No hay que temer, ni eludir la confrontación política. Ninguna transformación real puede producirse sin un estremecimiento profundo de todas las estructuras sociales (…) De nuestro lado está la esperanza y la certeza de que pronto habrá justicia plena
No quiero ni puedo dejar de pensar en mi patria y volver, de manera recurrente y al analizar lo que vivimos en estos días, a dos libros que marcaron mi vida: Momentos estelares de la Humanidad, de Stefan Zweig y Diez días que estremecieron al mundo, de John Reed.
México se transforma y se estremece.
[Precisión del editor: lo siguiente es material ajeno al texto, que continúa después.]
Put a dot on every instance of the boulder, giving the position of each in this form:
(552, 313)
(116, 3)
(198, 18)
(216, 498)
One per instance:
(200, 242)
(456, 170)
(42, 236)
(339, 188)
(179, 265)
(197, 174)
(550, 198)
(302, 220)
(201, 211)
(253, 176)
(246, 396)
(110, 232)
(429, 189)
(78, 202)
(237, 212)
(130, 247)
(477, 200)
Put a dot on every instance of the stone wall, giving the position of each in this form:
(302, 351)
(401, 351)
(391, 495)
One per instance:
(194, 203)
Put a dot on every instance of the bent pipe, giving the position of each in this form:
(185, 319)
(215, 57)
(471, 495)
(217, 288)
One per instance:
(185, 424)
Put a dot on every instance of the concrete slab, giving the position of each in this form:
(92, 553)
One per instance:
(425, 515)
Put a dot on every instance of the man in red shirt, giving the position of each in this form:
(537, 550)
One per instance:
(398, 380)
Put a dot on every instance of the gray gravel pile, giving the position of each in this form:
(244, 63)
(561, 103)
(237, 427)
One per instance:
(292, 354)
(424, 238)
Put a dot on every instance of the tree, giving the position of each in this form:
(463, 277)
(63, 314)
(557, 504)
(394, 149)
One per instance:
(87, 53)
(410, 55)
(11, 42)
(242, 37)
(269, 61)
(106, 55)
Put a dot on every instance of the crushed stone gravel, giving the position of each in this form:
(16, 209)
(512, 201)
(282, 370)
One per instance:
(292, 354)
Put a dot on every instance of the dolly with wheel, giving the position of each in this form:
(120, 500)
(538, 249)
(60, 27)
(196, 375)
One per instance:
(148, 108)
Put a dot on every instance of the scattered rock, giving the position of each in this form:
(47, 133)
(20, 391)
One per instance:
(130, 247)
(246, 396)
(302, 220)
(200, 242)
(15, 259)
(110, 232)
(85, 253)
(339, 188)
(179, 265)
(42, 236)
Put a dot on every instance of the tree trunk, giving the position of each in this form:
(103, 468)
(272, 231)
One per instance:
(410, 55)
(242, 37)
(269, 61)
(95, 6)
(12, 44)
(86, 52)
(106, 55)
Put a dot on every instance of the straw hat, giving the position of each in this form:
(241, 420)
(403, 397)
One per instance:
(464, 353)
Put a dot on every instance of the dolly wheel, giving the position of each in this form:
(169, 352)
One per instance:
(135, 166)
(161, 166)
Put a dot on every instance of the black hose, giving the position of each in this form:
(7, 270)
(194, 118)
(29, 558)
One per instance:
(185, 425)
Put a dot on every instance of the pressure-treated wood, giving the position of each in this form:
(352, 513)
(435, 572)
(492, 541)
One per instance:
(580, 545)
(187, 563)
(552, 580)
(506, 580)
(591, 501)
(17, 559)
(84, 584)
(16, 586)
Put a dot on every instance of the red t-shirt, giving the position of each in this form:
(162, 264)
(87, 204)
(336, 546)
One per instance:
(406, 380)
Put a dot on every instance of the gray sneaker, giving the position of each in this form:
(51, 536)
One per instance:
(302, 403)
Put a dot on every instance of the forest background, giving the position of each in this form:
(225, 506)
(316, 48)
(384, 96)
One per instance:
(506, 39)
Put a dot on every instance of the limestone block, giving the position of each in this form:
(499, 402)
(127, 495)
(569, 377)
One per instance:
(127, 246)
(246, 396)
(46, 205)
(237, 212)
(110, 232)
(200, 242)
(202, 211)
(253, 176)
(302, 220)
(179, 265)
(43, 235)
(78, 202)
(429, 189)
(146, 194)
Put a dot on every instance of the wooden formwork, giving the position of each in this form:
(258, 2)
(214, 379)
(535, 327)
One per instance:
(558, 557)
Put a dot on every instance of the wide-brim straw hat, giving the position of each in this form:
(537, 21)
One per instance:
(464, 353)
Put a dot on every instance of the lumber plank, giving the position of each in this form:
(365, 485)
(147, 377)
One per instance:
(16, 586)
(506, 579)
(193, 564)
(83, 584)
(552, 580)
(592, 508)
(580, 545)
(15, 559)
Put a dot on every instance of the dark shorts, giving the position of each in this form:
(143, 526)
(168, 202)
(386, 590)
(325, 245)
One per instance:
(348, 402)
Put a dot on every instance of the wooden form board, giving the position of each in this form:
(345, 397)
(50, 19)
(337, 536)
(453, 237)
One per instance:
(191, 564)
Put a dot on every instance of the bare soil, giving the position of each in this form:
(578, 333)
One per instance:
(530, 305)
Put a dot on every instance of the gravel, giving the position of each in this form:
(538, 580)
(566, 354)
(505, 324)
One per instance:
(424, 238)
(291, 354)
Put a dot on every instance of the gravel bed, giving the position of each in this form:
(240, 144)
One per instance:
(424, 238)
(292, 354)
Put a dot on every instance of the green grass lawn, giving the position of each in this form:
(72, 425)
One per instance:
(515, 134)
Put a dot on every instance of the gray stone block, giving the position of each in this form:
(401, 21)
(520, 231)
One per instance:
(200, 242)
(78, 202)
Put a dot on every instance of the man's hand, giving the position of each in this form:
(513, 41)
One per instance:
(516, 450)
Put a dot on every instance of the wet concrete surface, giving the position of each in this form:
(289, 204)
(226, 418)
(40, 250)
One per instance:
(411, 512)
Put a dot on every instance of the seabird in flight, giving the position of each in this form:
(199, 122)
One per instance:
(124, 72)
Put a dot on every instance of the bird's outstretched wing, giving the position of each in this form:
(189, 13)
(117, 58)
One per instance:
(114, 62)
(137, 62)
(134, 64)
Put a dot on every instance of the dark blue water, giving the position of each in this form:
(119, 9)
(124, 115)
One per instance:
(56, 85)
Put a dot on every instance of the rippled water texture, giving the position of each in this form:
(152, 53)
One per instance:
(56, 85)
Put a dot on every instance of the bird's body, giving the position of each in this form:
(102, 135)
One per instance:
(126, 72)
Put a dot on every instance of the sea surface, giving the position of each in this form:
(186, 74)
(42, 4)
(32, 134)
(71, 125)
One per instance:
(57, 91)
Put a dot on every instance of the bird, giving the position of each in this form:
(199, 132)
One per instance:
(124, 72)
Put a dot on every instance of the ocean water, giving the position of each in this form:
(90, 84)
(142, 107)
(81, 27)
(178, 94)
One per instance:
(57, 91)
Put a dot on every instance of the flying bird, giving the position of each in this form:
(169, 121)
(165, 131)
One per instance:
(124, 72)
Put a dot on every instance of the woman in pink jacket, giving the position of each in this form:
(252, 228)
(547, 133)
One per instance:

La historia, nuestra historia, ha dado un vuelco radical. Fuimos las y los ciudadanos los que decidimos, en las urnas, ese vuelco. Luego vino la pandemia y el mundo, como lo conocimos, terminó por venirse abajo.
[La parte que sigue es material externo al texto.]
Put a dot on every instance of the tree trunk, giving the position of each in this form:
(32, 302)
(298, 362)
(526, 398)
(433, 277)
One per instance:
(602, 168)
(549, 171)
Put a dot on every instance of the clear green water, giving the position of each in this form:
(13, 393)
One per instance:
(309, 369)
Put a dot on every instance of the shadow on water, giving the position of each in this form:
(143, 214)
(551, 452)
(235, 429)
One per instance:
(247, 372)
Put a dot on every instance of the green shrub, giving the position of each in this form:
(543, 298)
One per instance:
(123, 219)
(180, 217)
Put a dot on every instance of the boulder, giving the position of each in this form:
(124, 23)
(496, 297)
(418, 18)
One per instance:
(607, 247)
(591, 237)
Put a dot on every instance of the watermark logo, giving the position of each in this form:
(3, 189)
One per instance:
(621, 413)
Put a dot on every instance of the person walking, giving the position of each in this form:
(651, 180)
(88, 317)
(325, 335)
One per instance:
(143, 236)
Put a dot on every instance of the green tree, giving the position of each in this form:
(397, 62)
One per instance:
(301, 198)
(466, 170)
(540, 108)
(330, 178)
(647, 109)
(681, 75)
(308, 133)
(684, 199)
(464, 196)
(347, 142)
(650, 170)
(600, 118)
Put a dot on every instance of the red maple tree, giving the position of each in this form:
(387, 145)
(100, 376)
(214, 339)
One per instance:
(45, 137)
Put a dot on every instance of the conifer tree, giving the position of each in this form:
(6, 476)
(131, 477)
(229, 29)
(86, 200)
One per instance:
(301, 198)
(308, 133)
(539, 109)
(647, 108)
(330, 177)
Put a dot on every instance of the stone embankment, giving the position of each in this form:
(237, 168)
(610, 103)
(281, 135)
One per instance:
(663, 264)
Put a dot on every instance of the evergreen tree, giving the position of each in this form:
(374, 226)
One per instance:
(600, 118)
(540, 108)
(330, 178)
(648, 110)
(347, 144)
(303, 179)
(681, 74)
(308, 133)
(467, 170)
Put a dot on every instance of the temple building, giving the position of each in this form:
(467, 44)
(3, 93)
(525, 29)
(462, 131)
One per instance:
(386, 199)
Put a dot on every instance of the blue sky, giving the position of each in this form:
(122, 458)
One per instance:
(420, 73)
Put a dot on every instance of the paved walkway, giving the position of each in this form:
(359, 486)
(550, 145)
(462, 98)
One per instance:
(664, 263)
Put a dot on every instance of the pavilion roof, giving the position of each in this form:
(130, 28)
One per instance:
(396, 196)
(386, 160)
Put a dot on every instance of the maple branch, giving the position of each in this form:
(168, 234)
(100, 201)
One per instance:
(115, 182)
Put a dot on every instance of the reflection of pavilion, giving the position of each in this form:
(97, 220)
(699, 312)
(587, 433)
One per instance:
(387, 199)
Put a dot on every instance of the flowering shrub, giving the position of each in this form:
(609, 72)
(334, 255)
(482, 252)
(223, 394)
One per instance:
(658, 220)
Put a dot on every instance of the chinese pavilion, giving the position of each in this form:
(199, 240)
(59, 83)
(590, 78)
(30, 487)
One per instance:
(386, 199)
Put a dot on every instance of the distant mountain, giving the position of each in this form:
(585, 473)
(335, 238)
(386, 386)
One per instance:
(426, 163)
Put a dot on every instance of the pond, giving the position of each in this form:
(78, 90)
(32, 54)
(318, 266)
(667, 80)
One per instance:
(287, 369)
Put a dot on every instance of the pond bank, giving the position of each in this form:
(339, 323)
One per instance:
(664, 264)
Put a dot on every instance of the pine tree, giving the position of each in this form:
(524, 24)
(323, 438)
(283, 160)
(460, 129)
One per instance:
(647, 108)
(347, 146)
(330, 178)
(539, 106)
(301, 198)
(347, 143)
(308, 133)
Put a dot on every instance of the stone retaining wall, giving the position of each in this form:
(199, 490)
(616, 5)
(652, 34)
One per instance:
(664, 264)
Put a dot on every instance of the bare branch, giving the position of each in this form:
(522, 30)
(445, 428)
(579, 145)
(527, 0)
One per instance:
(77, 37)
Yo que he tenido la fortuna de haber sido testigo del paso de la historia; que he registrado con mi cámara eventos terribles y luminosos que me dejaron tatuados en la piel el miedo y la esperanza. Yo que he visto cómo la vida de países enteros ha sufrido cambios profundos, hoy, a mis 68 años, me enfrento —como usted— al reto de aprender a vivir de nuevo en un mundo que casi en nada se parecerá (por suerte) al que perdimos.
Qué gran oportunidad, qué enorme privilegio el que tenemos. Qué miedo, qué alegría y qué estremecimiento el que produce mirar de frente, como dice el poeta Gabriel Celaya, “los vertiginosos ojos claros de la muerte” que nos obligan a decir “las verdades, las bárbaras, terribles, dolorosas crueldades”.
Hoy, más que nunca, tengo urgencia de futuro. No solo por la amenaza inminente de ese bicho microscópico que me puede matar en cualquier instante. Tengo ansia de mañana. Quiero ver el mundo, el México que habremos de construir. La historia que haremos. El país que me tocará heredarle a mis hijas e hijos y a mis nietos.
Me lo decía Verónica el otro día y a propósito de los textos que publico cada semana: es la hora de las propuestas, de entrarle recio a la transformación que tantos millones de personas decidimos emprender hace dos años. Es la hora de comenzar a poner juntas las piezas del mundo que la pandemia hizo pedazos. Es la hora de apuntalar el futuro y asegurar un México en paz, más justo y más digno.
Sí, le dije a Verónica, tienes razón, hay que desembarazarse del ominoso pasado de este país herido por la corrupción y la impunidad. Hay que hablar de cómo acelerar la transformación, pero antes y para poder hacerlo plena y radicalmente hay que consumar una tarea, cumplir un deber ineludible: colocar a quienes encabezan el intento de restauración del antiguo régimen, a los ex presidentes Carlos Salinas de Gortari, Felipe Calderón Hinojosa y Enrique Peña Nieto donde deben de estar: ante un juez.
No podemos darnos el lujo de perder la extraordinaria y única oportunidad que tenemos ante nosotros. No podemos ni debemos ser ingenuos. ¿Cómo no pensar —ante lo que vivimos— en la última misa celebrada en Santa Sofía, unas horas antes de la caída del imperio bizantino? ¿Cómo no evocar —en la actuales circunstancias— el derrumbe del imperio del Zar y las tormentosas asambleas en el palacio de Smolny? ¿Cómo no imaginar que Reed y Zweig se dan cita en nuestro país, en estos días estremecedores, en este momento estelar?
No hay que temer, ni eludir la confrontación política. Ninguna transformación real puede producirse sin un estremecimiento profundo de todas las estructuras sociales. Esto no significa emprender la tarea desde el odio, la amargura y el resentimiento. Eso hay que dejárselo a quienes fueron derrotados y pretenden devolvernos al pasado. Que de ellos, de los medios que dominan, de las voces que compraron sean el odio, la mentira y el ansia de venganza. De nuestro lado está la esperanza y la certeza de que pronto habrá justicia plena.